South America’s largest freshwater lake is surrounded by totora (Schoenoplectus californicus), an aquatic plant essential for the Uros’ socioeconomic development. Due to two consecutive years of drought, it is receding.
“Currently, 80% of the 16,000 hectares [39,536 acres] of totora on the Peruvian Titicaca forest reserve are dry, and even the fauna has had to move to other areas,” says Víctor Apaza, head of the reserve. “There is usually a maximum depth of five metres [16.4ft] where the totora grow, and white areas indicate the absence of water and totora.”
Drought also affects housing in the region, as the houses are built on totora blocks. Every 15 days, or at least once a month, the totora becomes wet and decomposes. As a result, people have to replace it with a fresh layer of the plant. Jaime Quispe, a 38-year-old fisher, says that due to the drought, he has to sail for up to three hours to source the larger plants, which are more than four metres long, needed to maintain the houses.
“The totora nearby is only for cooking, not for food, not for houses. Now, to get the green reeds, I have to go all the way to the peninsula. We leave at three in the morning and get back at one in the afternoon. It’s a long time for the boat to be exposed to the wind,” he says.
Besides the Uros, the Aymara and Quechua populations are also affected, as they raise livestock such as cows, sheep and pigs that used to graze on the totora and drink water from the lake. The drought has forced farmers and ranchers to dig deep wells to provide water for their animals and crops. However, they say it is insufficient, and that their animals frequently drink sewage.
The planting of local staples quinoa and potatoes has also been affected, as some farmers have decided to wait for the start of the heavy rainy season, fearing they will lose their crops to drought.
Not all of the lake is dry, however, and tourists continue to arrive at Puno’s main dock. They are eager to see the natural scenery that the lake still has to offer – despite local boat pilots finding it increasingly challenging to take them.

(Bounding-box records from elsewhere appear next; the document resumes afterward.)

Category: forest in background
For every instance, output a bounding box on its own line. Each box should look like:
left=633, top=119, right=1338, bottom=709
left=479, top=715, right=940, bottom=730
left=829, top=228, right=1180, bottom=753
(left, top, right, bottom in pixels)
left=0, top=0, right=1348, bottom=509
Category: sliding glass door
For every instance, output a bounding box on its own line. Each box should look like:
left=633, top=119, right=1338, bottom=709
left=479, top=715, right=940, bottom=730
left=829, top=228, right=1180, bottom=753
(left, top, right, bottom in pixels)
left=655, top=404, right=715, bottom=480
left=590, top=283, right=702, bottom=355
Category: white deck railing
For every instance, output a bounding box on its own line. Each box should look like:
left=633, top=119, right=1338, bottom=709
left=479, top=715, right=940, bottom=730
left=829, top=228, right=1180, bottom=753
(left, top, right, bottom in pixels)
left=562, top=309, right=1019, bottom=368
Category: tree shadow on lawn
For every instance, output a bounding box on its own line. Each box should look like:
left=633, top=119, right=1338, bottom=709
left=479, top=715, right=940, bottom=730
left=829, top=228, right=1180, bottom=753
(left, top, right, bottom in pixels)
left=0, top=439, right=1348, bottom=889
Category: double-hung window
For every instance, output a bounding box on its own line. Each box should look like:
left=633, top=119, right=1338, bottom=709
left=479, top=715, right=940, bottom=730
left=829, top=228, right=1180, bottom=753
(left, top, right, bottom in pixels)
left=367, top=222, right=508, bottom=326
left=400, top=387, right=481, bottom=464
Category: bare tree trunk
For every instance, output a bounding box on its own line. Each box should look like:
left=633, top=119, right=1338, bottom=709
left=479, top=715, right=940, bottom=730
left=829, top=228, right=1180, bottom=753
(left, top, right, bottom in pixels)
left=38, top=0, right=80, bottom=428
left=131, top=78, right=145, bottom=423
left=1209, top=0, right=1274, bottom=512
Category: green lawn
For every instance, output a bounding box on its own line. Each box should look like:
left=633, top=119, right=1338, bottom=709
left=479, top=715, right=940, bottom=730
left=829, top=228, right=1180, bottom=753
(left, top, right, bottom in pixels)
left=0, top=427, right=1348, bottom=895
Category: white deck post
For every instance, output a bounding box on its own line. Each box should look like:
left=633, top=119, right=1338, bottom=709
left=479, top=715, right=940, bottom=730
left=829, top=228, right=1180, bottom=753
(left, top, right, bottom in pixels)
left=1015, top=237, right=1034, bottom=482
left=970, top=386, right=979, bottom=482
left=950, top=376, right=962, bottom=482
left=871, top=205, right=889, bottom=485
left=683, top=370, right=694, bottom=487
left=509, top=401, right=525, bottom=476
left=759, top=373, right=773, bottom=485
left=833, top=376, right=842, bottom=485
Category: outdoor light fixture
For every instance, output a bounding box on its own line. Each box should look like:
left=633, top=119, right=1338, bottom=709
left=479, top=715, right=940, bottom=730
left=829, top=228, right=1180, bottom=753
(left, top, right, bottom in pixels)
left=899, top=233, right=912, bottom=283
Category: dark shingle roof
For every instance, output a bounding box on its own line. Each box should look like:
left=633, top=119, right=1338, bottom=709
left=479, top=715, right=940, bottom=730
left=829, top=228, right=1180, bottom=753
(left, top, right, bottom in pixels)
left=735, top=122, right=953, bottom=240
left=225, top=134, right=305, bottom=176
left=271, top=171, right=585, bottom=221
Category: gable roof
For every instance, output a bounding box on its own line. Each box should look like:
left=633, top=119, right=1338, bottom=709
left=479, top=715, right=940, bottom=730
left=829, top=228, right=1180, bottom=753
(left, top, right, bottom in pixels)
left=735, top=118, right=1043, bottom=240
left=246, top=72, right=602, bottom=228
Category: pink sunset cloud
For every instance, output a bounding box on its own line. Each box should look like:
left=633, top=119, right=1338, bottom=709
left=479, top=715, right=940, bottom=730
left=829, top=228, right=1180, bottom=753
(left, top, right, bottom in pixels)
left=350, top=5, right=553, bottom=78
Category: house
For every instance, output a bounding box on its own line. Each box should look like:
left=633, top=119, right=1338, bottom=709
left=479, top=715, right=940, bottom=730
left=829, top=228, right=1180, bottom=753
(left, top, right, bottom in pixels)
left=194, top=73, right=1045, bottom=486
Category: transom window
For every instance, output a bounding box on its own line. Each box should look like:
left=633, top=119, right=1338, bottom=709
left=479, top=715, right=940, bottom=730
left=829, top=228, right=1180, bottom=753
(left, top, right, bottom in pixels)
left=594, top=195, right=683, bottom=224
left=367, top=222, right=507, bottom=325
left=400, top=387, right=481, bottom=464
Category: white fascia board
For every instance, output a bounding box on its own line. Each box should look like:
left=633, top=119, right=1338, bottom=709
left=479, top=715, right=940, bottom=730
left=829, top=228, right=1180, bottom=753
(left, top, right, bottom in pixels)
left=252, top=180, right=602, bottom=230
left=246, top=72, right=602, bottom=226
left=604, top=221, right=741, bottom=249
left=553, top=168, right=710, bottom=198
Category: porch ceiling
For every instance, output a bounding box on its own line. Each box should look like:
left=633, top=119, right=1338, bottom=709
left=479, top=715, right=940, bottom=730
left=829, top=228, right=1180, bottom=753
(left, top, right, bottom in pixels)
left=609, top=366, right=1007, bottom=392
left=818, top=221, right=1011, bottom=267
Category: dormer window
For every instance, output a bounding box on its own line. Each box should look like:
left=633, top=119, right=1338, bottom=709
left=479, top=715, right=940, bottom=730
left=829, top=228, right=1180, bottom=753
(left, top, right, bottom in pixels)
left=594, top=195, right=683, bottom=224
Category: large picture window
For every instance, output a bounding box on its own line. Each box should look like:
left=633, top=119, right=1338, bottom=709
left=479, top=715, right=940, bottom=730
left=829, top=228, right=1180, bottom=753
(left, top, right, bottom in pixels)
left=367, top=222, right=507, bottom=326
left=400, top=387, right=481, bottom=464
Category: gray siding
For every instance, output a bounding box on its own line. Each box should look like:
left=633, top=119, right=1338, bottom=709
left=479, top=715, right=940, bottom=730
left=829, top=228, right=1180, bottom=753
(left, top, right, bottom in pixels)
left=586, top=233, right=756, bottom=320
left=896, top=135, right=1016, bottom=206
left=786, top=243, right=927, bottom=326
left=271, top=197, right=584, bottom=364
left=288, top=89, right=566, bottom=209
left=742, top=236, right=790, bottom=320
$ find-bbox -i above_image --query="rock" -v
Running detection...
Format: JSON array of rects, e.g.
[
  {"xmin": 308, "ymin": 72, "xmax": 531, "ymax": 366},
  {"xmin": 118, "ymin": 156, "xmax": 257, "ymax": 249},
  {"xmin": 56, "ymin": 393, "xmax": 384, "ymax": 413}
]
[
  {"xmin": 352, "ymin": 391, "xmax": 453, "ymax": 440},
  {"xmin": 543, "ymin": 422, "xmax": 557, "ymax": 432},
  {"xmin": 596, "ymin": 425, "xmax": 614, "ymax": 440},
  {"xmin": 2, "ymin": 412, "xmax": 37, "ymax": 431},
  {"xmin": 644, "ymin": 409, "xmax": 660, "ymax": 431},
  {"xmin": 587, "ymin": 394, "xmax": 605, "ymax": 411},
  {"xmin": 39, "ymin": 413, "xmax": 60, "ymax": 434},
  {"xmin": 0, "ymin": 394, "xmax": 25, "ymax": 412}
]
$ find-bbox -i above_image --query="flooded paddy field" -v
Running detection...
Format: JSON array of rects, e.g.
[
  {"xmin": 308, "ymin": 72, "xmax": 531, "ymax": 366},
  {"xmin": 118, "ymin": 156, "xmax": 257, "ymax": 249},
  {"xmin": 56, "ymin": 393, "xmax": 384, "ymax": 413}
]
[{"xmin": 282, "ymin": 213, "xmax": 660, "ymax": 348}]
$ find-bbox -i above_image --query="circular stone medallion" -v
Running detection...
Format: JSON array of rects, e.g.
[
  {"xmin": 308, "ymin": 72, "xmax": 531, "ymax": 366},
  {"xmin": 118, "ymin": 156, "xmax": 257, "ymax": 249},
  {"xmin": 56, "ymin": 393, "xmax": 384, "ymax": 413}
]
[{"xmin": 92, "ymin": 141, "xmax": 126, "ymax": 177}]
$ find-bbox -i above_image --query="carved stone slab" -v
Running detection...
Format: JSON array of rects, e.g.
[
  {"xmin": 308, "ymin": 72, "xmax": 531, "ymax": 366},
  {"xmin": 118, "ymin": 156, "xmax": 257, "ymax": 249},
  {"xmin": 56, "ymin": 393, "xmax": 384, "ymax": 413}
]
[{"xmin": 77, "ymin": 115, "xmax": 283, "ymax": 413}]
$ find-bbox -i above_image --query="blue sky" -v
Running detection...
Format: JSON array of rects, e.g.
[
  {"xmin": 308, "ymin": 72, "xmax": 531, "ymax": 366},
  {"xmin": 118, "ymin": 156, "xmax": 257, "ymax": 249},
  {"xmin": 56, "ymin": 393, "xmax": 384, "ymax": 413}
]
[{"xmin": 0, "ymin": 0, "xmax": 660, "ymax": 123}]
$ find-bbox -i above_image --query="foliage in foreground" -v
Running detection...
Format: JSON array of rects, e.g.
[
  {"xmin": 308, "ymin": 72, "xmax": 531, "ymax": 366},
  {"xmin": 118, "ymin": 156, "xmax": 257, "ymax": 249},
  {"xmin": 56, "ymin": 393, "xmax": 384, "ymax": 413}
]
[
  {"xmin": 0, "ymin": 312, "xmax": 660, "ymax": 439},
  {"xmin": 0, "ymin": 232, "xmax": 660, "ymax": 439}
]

“The water level has gone down quite a lot, and there is no more place for the boats because the propellers hit the ground and break,” says Ramos. “The water has receded by about 60 metres in this port, and the boats are running aground. No one can move them. They’ll have to be dismantled and used as firewood.”
The boat operators are asking for the construction of a floating dock, claiming that the lake drops by at least 3mm every day.
Flores says that monitoring of the lake’s water level shows that since 2013, the rainy season has got shorter. The period 2022-23 was the most critical drought season, with rainfall about half of the average due to El Niño. This sporadic event significantly influences temperatures in an already warming planet.
“The amount of precipitation in the 2022-23 season was quite low, which made the decrease more dramatic. From April 2022 to December, it dropped 99cm in the dry season due to evaporation caused by solar radiation during the day; last year’s decrease was one of the highest,” he says.
Authorities in Bolivia have also expressed concern about declining water levels. The rainy season was supposed to have started in October, and some drizzle was reported in early November, but Flores says the forecast indicates that the rainfall will be insufficient until January. “And therefore,” he says, “the lake level will continue to fall until December.”